また月曜の午後には手術日を設け、腫瘍の摘出、陥入爪の部分抜爪法による治療など毎週治療を施行しております。
その他
近年、従来不明とされてきた遺伝性角化症の原因がいくつか明らかにされてきました。
ケラチン遺伝子、ロリクリン遺伝子等の異常で角質が厚くなり手足が厚ぼったくなることが知られています。
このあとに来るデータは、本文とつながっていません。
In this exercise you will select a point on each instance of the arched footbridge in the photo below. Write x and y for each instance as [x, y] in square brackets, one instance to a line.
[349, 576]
こうした難病にたいし、光線療法、軟膏外用らの加療、またご相談に応じます。
患者さんへ
当院のような急性期医療を担う病院における皮膚科医の役割と言うのは、厚生労働省の方針等でも明らかにされておりますが、
- 地元の先生方からの紹介患者さんを診察・治療すること
- 入院を必要とする患者さんを診察・治療すること
- 診療に来られた患者さんを診断・治療し、また地元の先生方に御紹介すること
- 入院されている患者さんの皮膚病変を診察・治療すること
であると考えられます。つまり、特に入院する必要があったり、あるいは手術を必要とする患者さんを診療することであると考えています。
スタッフ紹介
-
甲斐 恭平/ かい きょうへい
S63年卒
役職 副院長
- (兼)医療安全推進室長
- (兼)第一外科部長
- (兼)皮膚科部長
- (兼)遺伝子診療科部長
- (兼)緩和ケアセンター長
- (兼)がん診療センター長
- (兼)がん診療連携部門長
- (兼)医療推進室長
専門分野 - 一般消化器外科
- 肝胆膵疾患
資格 - 日本外科学会外科認定医・専門医・指導医
- 日本消化器外科学会消化器外科専門医・指導医
- 日本がん治療認定医機構がん治療認定医
- 日本消化器外科学会消化器がん外科治療認定医
- 日本肝胆膵外科学会肝胆膵外科高度技能指導医・評議員
- 岡山大学医学部臨床教授
- 近畿外科学会評議員
- da Vinci Certificate holder
- 日本遺伝性腫瘍学会遺伝性腫瘍専門医・評議員
- 日本肝胆膵外科学会ロボット支援肝切除術プロクター
-
黒田 桂子/ くろだ けいこ
H27年卒
役職 医師
専門分野 皮膚科一般
資格 - 日本静脈学会認定弾性ストッキング圧迫療法コンダクター
- がん等の診療に携わる医師等に対する緩和ケア研修会修了
連携病院・開業医の先生方へ
西播磨全域のみならず、広範囲の先生方から御紹介をいただいておりますが、今後も先生方のお役に立てるよう努力致します。今後とも御指導御鞭撻宜しくお願い申し上げます。
診療実績
【当科における治療(手術・検査・処置)の診療実績】
| 症例名 | 2022年 | 2023年 | 2024年 |
|---|---|---|---|
| 全手術件数(うち入院手術数) | 22(2) | 37(0) | 27(0) |
| 主な手術 | 2022年 | 2023年 | 2024年 |
|---|---|---|---|
| 皮膚良性腫瘍摘出術 | 0 | 15 | 12 |
| 皮膚生検 | 210 | 140 | 199 |
| 紫外線照射療法(延べ) | 22 | 16 | 23 |
| 病理組織検査(外来) | 256 | 158 | 187 |
| 月 | 火 | 水 | 木 | 金 | |
|---|---|---|---|---|---|
| 1診 (完全予約制) |
芦田 | 芦田 | 芦田 | ||
| 2診 (完全予約制) |
黒田 | 黒田 | 黒田 |
- 皮膚科は完全予約制となっております。